Rob Edwards, Professor of Biology and Computer Science at San Diego State University, seeks to simplify the research process through the Sequence Read Archive (SRA), a searchable bioinformatics database that makes sequence data available and accessible. The "search SRA service" uses Jetstream, an on-demand, cloud-based high-performance computing resource, to create a platform through which scientists can compare their sequences to others throughout the archive. The search SRA service effectively eliminates the learning curve associated with searching the repositories by allowing scientists to search for genes, bacteria, viruses, etc., and then, within a few short hours, providing a summary of similar sequences and other environments in which it has been found.

According to Edwards, Jetstream makes the computing side of the SRA search service easy, to the degree that he can enjoy not knowing the ins and outs of how, exactly, it works.
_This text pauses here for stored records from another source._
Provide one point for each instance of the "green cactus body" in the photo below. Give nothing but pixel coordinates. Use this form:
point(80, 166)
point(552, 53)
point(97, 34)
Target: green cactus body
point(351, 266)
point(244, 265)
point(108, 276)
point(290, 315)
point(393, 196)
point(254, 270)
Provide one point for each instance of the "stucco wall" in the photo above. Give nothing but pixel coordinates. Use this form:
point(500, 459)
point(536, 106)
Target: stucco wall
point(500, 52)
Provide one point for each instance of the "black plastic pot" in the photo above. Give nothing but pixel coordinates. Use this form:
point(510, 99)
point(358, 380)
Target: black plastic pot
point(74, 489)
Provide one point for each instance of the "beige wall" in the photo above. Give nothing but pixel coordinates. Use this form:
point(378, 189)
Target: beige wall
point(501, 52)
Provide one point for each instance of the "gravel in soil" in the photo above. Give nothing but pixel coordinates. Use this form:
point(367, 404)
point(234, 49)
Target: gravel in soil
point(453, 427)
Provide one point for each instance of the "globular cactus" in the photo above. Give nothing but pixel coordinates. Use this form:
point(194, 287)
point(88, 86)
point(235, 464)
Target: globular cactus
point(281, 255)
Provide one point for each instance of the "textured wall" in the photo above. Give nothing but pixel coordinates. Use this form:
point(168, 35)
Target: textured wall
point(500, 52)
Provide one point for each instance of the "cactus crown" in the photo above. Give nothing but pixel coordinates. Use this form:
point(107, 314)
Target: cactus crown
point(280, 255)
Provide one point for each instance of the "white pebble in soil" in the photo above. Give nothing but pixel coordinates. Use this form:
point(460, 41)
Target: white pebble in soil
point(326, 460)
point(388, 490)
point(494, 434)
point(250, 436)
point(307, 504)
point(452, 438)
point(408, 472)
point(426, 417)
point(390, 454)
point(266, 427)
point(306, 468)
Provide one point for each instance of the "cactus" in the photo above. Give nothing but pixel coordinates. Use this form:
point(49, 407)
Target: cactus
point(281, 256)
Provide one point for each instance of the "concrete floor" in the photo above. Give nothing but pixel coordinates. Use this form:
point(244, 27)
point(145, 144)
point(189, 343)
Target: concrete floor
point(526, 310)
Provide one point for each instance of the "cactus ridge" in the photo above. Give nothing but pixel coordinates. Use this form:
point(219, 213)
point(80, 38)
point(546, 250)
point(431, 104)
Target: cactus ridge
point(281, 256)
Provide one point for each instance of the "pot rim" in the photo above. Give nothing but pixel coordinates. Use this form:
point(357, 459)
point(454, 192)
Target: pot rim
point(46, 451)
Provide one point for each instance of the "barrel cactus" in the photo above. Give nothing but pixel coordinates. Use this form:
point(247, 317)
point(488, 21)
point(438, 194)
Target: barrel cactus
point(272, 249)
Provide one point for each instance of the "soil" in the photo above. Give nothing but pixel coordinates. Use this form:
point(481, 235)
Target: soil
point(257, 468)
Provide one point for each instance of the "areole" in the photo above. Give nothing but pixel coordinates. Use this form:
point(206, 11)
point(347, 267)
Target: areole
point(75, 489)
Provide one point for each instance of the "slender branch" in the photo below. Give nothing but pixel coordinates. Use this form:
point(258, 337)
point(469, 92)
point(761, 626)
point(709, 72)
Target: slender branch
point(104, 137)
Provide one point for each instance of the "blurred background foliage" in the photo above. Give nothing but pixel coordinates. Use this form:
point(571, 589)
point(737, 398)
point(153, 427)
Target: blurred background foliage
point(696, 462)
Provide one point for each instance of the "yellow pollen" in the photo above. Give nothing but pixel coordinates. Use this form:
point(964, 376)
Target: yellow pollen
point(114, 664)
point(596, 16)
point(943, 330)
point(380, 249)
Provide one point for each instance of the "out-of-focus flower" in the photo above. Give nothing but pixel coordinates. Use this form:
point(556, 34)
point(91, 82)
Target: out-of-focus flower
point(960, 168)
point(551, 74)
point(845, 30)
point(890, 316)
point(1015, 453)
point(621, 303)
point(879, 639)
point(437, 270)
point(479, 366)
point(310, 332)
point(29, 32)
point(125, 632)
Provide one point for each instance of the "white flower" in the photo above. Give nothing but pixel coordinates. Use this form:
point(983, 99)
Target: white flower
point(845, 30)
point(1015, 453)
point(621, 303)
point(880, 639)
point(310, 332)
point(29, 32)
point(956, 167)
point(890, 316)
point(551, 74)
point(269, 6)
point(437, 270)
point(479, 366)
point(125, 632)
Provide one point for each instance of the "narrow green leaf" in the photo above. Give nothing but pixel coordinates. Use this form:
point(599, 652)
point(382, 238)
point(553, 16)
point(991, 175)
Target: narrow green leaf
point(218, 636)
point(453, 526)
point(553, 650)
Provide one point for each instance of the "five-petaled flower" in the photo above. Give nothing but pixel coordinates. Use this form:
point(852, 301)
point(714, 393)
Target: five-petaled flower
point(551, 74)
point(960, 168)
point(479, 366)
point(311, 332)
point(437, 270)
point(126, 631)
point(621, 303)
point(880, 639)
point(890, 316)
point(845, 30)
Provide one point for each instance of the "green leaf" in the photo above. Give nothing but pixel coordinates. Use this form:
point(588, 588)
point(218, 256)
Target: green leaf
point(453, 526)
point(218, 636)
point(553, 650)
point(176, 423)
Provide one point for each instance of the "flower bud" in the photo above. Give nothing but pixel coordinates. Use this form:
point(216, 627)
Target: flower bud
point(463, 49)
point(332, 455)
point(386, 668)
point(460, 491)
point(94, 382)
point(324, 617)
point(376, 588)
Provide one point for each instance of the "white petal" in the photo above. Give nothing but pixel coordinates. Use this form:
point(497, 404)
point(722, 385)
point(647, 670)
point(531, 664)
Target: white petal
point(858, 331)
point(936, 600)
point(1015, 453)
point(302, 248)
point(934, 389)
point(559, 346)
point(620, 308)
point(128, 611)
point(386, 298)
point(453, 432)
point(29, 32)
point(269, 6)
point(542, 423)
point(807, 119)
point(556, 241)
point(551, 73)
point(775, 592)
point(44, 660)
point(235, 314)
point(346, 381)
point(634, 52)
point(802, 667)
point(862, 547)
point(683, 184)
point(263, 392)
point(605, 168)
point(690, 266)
When his users need computing resources, he notes that, with the assistance of the Jetstream team, “it just gets done.” Jetstream’s scalability also allows the project the flexibility it needs to expand its services based on user need and to use fewer resources when there’s less demand. Demand has been increasing steadily, though, since the search SRA service was released to the public in late 2018. The project began in the fall of 2017, with prototypes coming online in March of 2018. It was initially released to a small group of colleagues until Edwards tweeted about it in December of 2018, gaining hundreds of interactions almost immediately. The SRA search service, through Jetstream, makes the backend work, allowing scientists to focus on what’s important: their research questions.